Kathleen Hellen

lotuseaters

the limbless in the
curtained cots of
shivered blisterspit. So
many in the chalkline, so
many in detention, you want to
build a house for them. A heaven for
their tents. A made-for-hope of
numbness as
the tactic you have mastered as
the happy ending—it’s only
human feeling you control in
nightly buttons: that
red one—remote

as in background tasks when screens go black

while I idle
hallucinating

there’s a mushroom
cloudresembling
a diety toadstooling

between the sillpan and the slab
between the subfloor and the threshold

a navel
sprouting worldsinsideofworlds

a trickster
pretending to be oyster
mock
portobello
slippery
juliet

a fairy in the dome
sponging off the glut
surviving in the storm and drought

the only way out

no reflection

Wolves talk.

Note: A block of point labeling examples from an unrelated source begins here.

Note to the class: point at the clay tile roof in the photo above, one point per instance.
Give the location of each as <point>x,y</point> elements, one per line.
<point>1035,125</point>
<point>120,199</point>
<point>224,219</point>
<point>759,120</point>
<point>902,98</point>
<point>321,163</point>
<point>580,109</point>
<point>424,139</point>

A thousand rats
I wear the dividend of bats, opening to night’s
cold occupation. The tillandtamp
of every penny nickeled, every dime a habit
the math
the master-slave exactly

no allowance in
copper, obsidian
mercury’s amalgam
the master plan
far worse than being dead

I pay the ferry
poppy seeds and sand
the poorpuny flies to which we are attracted

Kathleen Hellen is the author of The Only Country was the Color of My Skin (2018), the award-winning collection Umberto’s Night, and two chapbooks, The Girl Who Loved Mothra and Pentimento. Nominated for the Pushcart and Best of the Net, and featured on Poetry Daily, her poems have been awarded the Thomas Merton poetry prize and prizes from the H.O.W. Journal and Washington Square Review, and appeared in American Letters and Commentary, Barrow Street, The Massachusetts Review, New Letters, North American Review, Poetry East, Prairie Schooner, Salamander, Seattle Review, the Sewanee Review, Southern Poetry Review, Spoon River Poetry Review, Witness, and elsewhere. For more on Kathleen visit kathleenhellen.com.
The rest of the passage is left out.